Design by Contract – Is It Useful Without Unit Testing?

design-by-contractunit testing

I read Bertrand Meyer's paper on design by contract yesterday and it is not very clear for me what is the relationship between DbC and testing, since it appears that without testing I cannot be certain all the assertions were hit at some point.

Consider a square root function that has preconditions defined that verify the function is never called with a negative number.

Somewhere in the application code the function is used, consider something like

if(n >= 0) {
   // a bunch of code
}
else {
   // some code
   square_root(n)
}

The programmer that added the call to square_root(n) did not consider that it would be called with a negative number (evidently a bug was just introduced).

Obviously, if I run the program in a way that it reaches this branch, with assertions on, we would get an exception reported and we could identify the problem immediately. If we make sure to hit every single call of square_root with any possible category of value it could take, and we don't get any assertions broken, then we know our program is correct and, in production code, we could safely run it without assertions and assume it keeps its reliability properties.

But this has the implication that the code in question needs to be tested. And so, in my example above of the square root function being called with a negative number, if we don't test it extensively in a way that every assertion is hit, and if we switch off assertions in production, then I may end up with a horrible production bug.

And so, it appears that DbC without testing is somewhat useless to ensure my program is correct and reliable. On other hand, if I write unit tests to make sure the square root function is called only with the right kind of arguments, then what's the point of the assertions if my tests are doing all the work of making sure my code is right?

So, what I'm trying to understand here is what is the relationship between DbC and unit testing, and how unit testing does not make DbC meaningless since my tests are a substitute for the assertions in the code.

What am I missing?

Best Answer

DbC isn't necessarily realized with "assertions which are deactivated in production". Assumed there are no insane performance requirements, contract checks should stay in the code when it is operated in production. That way, they will help to detect bugs which have slipped through the net of unit tests, and may become apparent first time with production data. A violated contract will make the program "crash early", and not sweep the issue under the rug, which could otherwise lead to nasty, subsequent faults with a much harder-to-find root cause.

But even if one uses only debug level assertions for DbC, they can be helpful to find bugs not covered by unit tests - specificially during integration tests and end-to-end tests. The latter kind of tests will usually not point you to the specific unit which has a defect.
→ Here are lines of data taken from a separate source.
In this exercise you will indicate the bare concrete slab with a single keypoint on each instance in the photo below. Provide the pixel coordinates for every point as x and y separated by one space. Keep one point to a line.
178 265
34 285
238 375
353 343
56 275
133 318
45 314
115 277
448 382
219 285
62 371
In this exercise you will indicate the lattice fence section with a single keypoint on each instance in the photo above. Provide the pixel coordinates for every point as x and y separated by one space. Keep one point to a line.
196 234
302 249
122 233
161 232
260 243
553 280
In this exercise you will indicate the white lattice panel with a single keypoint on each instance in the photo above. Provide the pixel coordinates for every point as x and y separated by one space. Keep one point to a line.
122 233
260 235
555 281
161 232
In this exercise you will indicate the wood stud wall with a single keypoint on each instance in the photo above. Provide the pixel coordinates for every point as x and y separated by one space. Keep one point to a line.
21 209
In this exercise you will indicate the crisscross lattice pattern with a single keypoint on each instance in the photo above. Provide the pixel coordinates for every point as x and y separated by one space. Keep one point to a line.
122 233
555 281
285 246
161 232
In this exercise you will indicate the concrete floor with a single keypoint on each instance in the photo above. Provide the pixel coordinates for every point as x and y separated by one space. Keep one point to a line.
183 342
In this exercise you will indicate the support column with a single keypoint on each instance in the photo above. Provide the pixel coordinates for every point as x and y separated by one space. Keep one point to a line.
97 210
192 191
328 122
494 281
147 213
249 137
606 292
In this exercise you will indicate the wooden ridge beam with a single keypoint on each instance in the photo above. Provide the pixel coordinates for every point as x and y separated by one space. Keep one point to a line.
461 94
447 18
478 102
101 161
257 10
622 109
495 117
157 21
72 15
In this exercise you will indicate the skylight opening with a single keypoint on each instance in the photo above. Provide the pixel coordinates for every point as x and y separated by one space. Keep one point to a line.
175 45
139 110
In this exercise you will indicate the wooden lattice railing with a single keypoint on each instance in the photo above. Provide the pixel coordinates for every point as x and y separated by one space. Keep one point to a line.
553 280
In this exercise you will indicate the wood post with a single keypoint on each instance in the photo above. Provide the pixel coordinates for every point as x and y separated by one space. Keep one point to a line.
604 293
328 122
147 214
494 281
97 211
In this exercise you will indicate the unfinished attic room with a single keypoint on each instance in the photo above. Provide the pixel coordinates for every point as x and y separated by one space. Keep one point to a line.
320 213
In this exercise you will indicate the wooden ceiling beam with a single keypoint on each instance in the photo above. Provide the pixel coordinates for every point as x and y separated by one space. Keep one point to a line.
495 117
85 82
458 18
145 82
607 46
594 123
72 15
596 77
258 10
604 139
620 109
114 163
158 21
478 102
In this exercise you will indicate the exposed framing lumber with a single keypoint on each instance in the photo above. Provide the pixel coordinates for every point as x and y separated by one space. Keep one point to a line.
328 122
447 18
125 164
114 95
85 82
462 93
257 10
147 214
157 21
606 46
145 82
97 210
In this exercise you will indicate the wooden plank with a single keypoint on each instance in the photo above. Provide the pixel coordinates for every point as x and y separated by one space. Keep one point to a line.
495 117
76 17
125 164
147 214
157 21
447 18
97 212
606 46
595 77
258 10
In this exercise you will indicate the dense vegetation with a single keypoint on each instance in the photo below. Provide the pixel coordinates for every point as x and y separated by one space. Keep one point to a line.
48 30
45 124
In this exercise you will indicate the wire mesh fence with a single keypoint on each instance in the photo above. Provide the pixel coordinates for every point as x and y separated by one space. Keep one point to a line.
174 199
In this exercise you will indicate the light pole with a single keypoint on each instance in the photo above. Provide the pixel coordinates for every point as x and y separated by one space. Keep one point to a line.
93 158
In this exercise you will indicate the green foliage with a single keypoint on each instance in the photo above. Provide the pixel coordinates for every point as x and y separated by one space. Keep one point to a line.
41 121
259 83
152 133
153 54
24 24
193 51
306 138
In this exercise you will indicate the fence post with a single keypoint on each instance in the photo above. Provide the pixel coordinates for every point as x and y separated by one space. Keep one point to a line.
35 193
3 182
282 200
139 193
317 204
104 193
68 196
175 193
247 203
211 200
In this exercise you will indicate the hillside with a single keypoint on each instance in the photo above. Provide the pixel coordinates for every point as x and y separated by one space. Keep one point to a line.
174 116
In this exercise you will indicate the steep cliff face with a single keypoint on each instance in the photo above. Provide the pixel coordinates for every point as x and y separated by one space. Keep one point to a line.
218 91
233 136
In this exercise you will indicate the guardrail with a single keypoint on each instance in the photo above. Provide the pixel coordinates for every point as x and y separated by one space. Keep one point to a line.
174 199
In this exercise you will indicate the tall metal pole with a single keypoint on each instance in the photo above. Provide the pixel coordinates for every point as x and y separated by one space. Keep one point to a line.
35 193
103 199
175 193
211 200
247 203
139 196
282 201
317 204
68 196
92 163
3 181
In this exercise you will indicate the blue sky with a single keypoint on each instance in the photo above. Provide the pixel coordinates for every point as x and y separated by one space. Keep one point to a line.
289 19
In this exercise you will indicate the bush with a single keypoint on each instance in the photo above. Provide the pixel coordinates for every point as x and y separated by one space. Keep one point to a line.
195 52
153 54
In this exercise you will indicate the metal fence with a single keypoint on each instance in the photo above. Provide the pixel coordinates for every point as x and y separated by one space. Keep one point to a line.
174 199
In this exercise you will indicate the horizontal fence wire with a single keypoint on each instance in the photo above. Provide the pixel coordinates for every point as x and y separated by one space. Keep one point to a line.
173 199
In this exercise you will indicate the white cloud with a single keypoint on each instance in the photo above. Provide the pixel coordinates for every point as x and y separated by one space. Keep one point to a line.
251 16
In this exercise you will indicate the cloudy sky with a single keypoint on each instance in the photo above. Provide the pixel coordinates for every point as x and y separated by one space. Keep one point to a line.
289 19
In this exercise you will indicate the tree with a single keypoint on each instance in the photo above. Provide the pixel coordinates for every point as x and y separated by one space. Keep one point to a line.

When an end-to-end test fails, in a suffciently complex system, you may know that something went wrong, but have a really hard time to find the root cause for it.

The situation changes a lot when your code contains assertions or contract checks: those will make it more likely that a problem will show up a lot earlier, ideally nearby the code section which is responsible for it (it might not be directly the buggy code itself, but I know from first-hand experience that such assertions can make it a lot easier to spot the heart of such an issue).